About 10 minutes into the school nativity play, 5-year-old Ella Legge spotted a hangnail on her middle finger. That nagging boo-boo bothered her so much that the girl started inspecting it mid-play. First, she raised the injured middle finger and stared at it. Not satisfied by looking at the finger in isolation, she lifted the other one to compare and contrast the middle fingers.
“I was horrified and trying to tell her to put it down without interrupting,” mom Carla Bovingdon, 33, of Essex, England, told TODAY Parents, via email.
For the next 20 minutes of the play, Ella, dressed as an angel complete with a gown and a glittery tinsel halo, examined her finger in great depth as the holiday program continued on behind her. Her mom suspects the girl kept her fingers up to make absolutely sure her parents knew about the offending hangnail. Though Bovingdon felt slightly embarrassed, she snapped some pictures of Ella because she and others got a chuckle from it.
“A few of the older kids in the audience were commenting, a couple of teachers noticed it, but we all tried to ignore it,” Bovingdon explained.
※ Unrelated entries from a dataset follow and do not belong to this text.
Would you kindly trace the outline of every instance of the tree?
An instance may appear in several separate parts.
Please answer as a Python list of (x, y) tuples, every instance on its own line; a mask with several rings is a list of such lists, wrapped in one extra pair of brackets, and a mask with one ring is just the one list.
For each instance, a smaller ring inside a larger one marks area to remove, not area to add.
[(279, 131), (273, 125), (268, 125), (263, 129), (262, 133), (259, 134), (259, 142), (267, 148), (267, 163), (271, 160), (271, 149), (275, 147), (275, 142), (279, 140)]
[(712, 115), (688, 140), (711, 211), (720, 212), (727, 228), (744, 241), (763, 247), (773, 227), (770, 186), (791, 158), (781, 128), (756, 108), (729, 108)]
She shared the photos online and they quickly went viral. People love seeing the sweet angelic Ella seemingly flipping off the crowd. But Bovingdon says her daughter doesn’t know what raising a middle finger means or what she was doing.
“It’s a bit upsetting some of the comments that she’s rude as she had no idea what the gesture meant as she’s not seen it before,” Bovingdon said. “She didn’t know it was rude.”
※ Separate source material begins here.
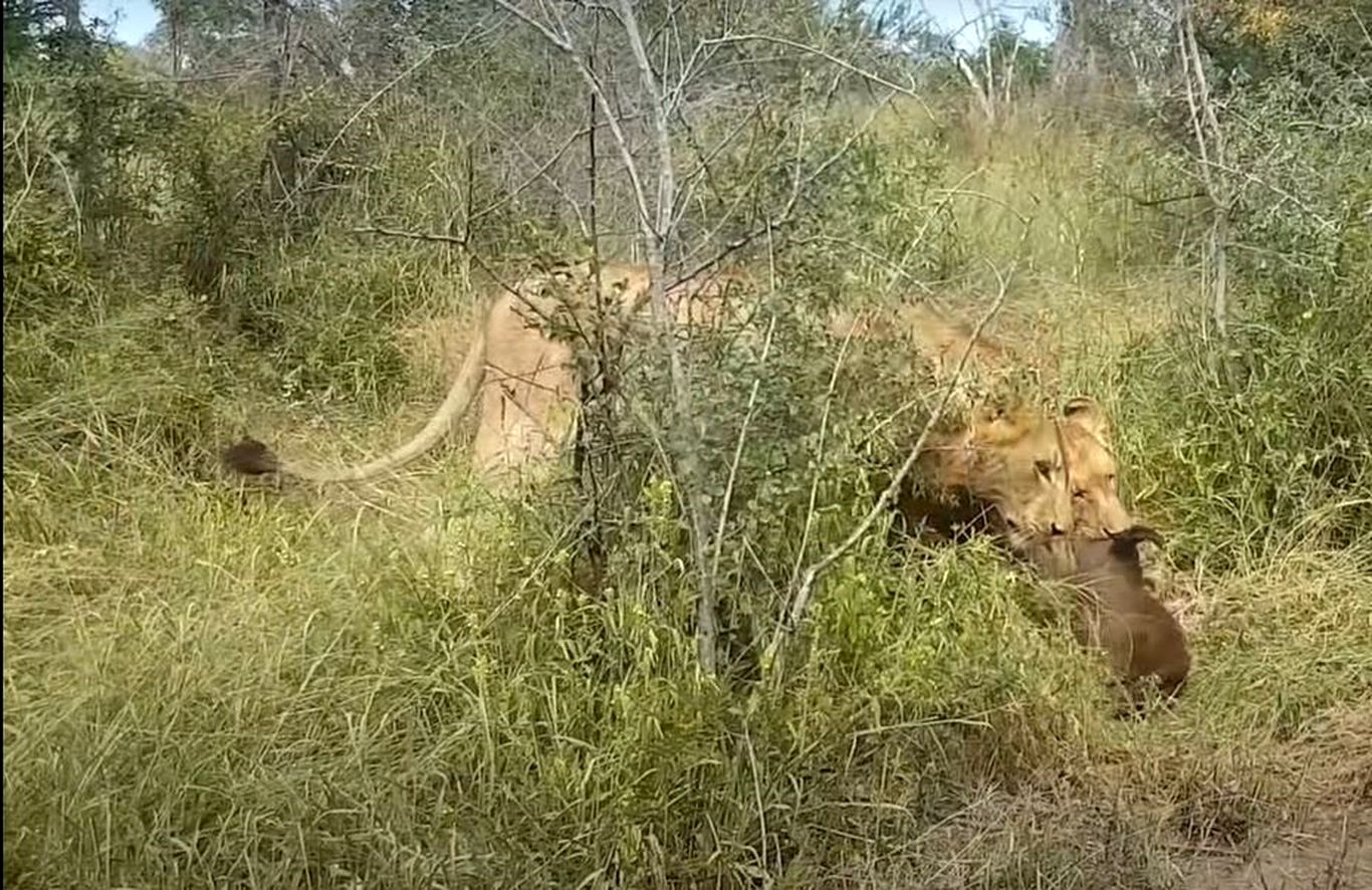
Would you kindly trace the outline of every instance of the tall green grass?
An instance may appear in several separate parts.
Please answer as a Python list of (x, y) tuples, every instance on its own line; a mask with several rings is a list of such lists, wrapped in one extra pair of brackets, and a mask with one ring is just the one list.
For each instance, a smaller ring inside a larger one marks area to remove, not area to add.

While they’re surprised by how popular Ella’s pictures have become, Bovingdon knows why so many people relate to it. Ella looks so sweet and is clearly oblivious that she’s doing something mean or offensive.
“It’s her innocence that makes it so funny,” Bovingdon said.
Ella “loves that lots of people like her pictures” and her hangnail has, of course, healed. This isn’t the first time that the girl made a big splash during a performance. When she was 3, she spent some of her ballet recital “with her hands over her eyes as looking in the distance shouting, ‘mum, dad’ and waving frantically.”
Bovingdon shared the pictures online because she thought many parents could relate and thought the images “would bring some light-hearted Christmas fun.”